The genie is out of the bottle 2

First consider the process of mixing two containers of gases. Each container has two different gases: container #1 has $n_{1A}$ mole of gas A and $n_{1B}$ mole of gas B. Similarly container #2 has $n_{2A}$ mole of gas A and $n_{2B}$ mole of gas B. The mole fraction of gas A in container #1 is $x_{1A}=n_{1A}/n_1$ , where $n_1=n_{1A}+n_{1B}$ is the total amount of gas in that container. Similarly we can define $x_{1B}=n_{1B}/n_1$ , $x_{2A}=n_{2A}/n_2$ and $x_{2B}=n_{2B}/n_2$ . Note that $x_{1B}=1-x_{1A}$ and $x_{2B}=1-x_{2A}$ .
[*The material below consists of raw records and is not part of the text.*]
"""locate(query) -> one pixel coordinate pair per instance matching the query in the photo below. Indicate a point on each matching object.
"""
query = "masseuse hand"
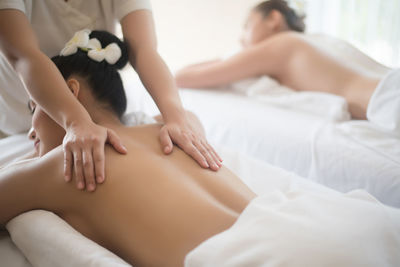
(189, 138)
(83, 147)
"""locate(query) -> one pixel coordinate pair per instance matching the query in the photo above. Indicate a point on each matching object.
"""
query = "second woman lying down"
(153, 209)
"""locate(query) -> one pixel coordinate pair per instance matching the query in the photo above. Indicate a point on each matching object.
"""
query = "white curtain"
(371, 25)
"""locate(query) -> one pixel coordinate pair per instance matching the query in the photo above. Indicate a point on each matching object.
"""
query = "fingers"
(212, 152)
(68, 163)
(208, 155)
(88, 171)
(78, 169)
(98, 158)
(115, 141)
(192, 151)
(165, 140)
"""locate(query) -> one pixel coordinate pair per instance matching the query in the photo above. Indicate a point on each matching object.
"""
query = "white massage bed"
(47, 241)
(308, 133)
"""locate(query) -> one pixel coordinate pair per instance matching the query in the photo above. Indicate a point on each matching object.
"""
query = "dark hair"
(103, 78)
(294, 21)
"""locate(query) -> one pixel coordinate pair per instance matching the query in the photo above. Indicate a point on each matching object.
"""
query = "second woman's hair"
(103, 78)
(294, 21)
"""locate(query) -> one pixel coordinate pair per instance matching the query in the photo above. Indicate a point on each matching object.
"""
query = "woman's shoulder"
(287, 39)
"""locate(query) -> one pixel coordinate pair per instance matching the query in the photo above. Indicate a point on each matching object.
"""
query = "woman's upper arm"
(24, 186)
(16, 41)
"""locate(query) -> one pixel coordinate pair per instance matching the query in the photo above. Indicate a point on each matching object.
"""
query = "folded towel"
(37, 234)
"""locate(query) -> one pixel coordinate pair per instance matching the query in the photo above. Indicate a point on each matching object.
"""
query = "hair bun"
(107, 38)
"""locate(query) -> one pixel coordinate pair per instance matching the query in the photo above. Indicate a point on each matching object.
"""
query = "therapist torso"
(54, 22)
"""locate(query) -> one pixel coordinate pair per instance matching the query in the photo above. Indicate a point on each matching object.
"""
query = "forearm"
(48, 88)
(159, 82)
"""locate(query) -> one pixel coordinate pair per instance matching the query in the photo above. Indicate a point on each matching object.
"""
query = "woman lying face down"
(274, 45)
(153, 209)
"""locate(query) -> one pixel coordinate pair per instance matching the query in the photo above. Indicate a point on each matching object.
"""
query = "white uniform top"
(54, 23)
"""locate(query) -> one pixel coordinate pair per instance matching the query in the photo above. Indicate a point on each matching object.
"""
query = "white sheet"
(303, 228)
(60, 245)
(323, 147)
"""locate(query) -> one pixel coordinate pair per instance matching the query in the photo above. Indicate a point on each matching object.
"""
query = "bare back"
(307, 67)
(153, 209)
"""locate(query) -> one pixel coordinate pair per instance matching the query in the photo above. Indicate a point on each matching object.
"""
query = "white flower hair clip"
(111, 53)
(79, 40)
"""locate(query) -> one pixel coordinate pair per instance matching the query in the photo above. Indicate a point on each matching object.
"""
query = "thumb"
(165, 140)
(115, 141)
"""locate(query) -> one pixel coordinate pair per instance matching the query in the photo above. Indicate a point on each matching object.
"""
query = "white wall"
(192, 30)
(189, 31)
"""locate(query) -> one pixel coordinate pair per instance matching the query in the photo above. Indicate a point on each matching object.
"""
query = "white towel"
(299, 228)
(48, 241)
(267, 90)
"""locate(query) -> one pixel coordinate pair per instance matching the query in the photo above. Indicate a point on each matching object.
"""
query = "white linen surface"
(384, 107)
(303, 228)
(308, 134)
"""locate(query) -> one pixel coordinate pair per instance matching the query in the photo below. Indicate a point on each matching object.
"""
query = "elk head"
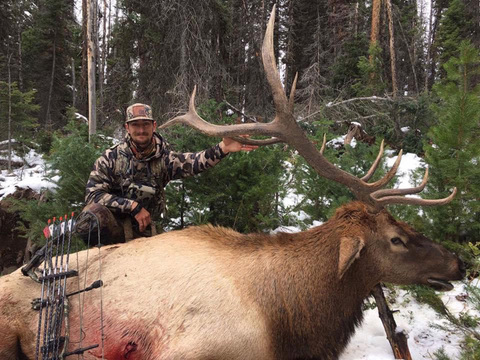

The total amount of gas is $n=n_1+n_2$ , made up of gas A of amount $n_A=n_{1A}+n_{2A}$ and gas B of amount $n_B=n_{1B}+n_{2B}$ . The corresponding mole fractions are $x_A=n_A/n$ and $x_B=n_B/n$ . The pressure $p$ and the temperature $T$ is the same for both containers.

In the process of mixing the components expand into the volume available to them in the new, joint space, and according to textbooks the entropy production per unit amount of gas in each process is

$\Delta S = nR \ln p_i/p_f$

where $p_i$ and $p_f$ are the initial and final partial pressure of the gas. The partial pressures scale with the mole fractions. For example, if we consider $n_{1A}$ it has an initial partial pressure of $p_i=p x_{1A}$ and final partial pressure of $p_f= p x_A$ , so the entropy production is $n_{1A} [\ln x_{1A}/x_A]$ . Adding up all terms:

$\Delta S_{tot}/R = n_{1A} \ln x_{1A}/x_A + n_{2A} \ln x_{2A}/x_A + n_{1B} \ln x_{1B}/x_B + n_{2B} \ln x_{2B}/x_B$

This is a general formula for mixing two containers of two component gases. Let us take the limit of $n_{2A}>>n_{1A}$ , $n_{2B}>>n_{1B}$ . In this case the composition of the gas in the larger container (#2) does not change and $n_{2A} =n_{2}$ , $n_{2B} =n_{2}$ , and the corresponding logarthmic terms are equal to zero. We get

$\Delta S_{tot}/R = n_{1A} \ln x_{1A}/x_A + n_{1B} \ln x_{1B}/x_B$

Using $x_{1A}=0.1$ mole (for CO $_2$ ), $x_{1B}=0.9$ mole (for air) in the smoke and $x_{2A}=4 \times 10^{-4}$ mole (for CO $_2$ ), $x_{2B}=1$ mole for the outside atmosphere we get

$\Delta S = 3.81$ J/K